Il ministro per il Sud replica agli economisti che lamentano poca attenzione al Meridione nei piani del dopo Covid


3' di lettura

«Il Piano di potenziamento delle strutture sanitarie è destinato per il 40% a rafforzare quelle del Sud», ma questo è solo uno dei provvedimenti adottati. La “Fase 3” può essere un’occasione per il Mezzogiorno per recuperare il grave divario storico. È quanto sostiene il ministro per il Sud e la coesione territoriale, Giuseppe Provenzano, intervenuto al Forum on line, promosso da Fondazione Banco di Napoli, dedicato a “La ripresa del Sud dopo l'emergenza: risorse e opportunità”.

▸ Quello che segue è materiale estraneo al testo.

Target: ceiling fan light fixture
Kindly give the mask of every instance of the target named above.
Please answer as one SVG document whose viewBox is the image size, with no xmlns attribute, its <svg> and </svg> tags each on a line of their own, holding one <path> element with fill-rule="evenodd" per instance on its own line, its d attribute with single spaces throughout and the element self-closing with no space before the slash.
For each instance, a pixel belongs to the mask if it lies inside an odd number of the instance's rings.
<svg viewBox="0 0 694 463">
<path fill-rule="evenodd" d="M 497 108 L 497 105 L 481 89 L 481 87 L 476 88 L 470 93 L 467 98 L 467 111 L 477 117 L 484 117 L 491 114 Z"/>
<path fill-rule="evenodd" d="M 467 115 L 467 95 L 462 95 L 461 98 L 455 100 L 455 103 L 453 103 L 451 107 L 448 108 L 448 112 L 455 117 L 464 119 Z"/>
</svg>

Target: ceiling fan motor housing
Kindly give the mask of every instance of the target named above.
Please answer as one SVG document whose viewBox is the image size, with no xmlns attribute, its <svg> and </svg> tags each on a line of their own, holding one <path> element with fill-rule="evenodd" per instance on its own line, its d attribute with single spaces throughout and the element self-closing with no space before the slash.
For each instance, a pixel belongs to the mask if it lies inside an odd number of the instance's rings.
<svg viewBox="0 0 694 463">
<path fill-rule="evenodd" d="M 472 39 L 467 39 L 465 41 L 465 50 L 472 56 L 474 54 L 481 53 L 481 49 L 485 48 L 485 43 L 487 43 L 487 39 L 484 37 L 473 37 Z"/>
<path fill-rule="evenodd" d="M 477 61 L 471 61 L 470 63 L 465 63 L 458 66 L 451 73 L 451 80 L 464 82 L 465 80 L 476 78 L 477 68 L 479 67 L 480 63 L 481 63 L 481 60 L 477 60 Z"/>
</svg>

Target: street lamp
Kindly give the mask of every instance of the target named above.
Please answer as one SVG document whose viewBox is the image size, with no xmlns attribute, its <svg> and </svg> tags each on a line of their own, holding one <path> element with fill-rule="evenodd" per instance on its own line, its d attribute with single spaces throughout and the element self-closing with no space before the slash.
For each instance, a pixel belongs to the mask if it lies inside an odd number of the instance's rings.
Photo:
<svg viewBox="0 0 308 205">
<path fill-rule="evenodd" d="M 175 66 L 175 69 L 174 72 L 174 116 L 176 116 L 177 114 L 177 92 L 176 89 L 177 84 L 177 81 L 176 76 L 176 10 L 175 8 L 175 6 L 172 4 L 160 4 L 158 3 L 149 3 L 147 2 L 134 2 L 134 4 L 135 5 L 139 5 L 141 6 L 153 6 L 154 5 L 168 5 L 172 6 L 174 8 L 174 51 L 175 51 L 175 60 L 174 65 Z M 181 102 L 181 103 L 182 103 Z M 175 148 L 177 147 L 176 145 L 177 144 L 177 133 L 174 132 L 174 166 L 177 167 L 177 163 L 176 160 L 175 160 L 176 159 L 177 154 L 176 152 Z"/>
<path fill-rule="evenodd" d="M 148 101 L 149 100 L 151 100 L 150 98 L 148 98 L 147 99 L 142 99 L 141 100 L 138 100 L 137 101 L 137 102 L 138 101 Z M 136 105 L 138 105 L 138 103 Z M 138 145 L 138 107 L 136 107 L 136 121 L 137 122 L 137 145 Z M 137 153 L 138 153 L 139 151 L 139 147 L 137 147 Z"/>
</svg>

Provenzano aggiunge: «Ho fatto argine a qualsiasi ipotesi di sospensione del 34% . Ho dovuto evitare un errore che si era sempre verificato: che le misure anticongiunturali venissero finanziate con risorse destinate al Mezzogiorno». «Non credo che la pandemia sia stato il cigno nero, ma ha amplificato dinamiche che erano presenti – aggi unge il ministro – Se torneremo alla situazione pre-Covid, a quel modello di sviluppo che ha prodotto divari sociali e territoriali, faremo fatica a rialzarci. Ciò vale per il Sud e per il Nord. La crisi ha colpito sia il Centro Nord e le aree piu sviluppate del Paese, che il Sud. L'impatto sanitario al Sud è stato minore, ma quello economico più forte poichè si è abbattuto su preesistenti fragilità strutturali».
Gli economisti: il Sud dimenticato?
Enrica Morlicchio, docente di processi economici e del lavoro della Federico II incalza: «Nel piano Colao non c'è il Mezzogiorno. Il terzo settore e le fondazioni di comunità vanno tenute in maggiore considerazione per l'importante ruolo che hanno dimostrato di poter svolgere». «Siamo tutti sotto la stessa tempesta, ma non tutti sulla stessa barca. Questa crisi ha mostrato la barca a secco, con le falle, le fratture. Ora sarebbe grave non riparare le falle così visibili – dice Francesco Izzo, docente di Strategie di impresa dell'Università della Campania Vanvitelli – Nella fase 2 l’epidemia ha colpito più duramente il Sud, i servizi, le donne, il lavoro irregolare e ha reso evidente il gup nel Paese».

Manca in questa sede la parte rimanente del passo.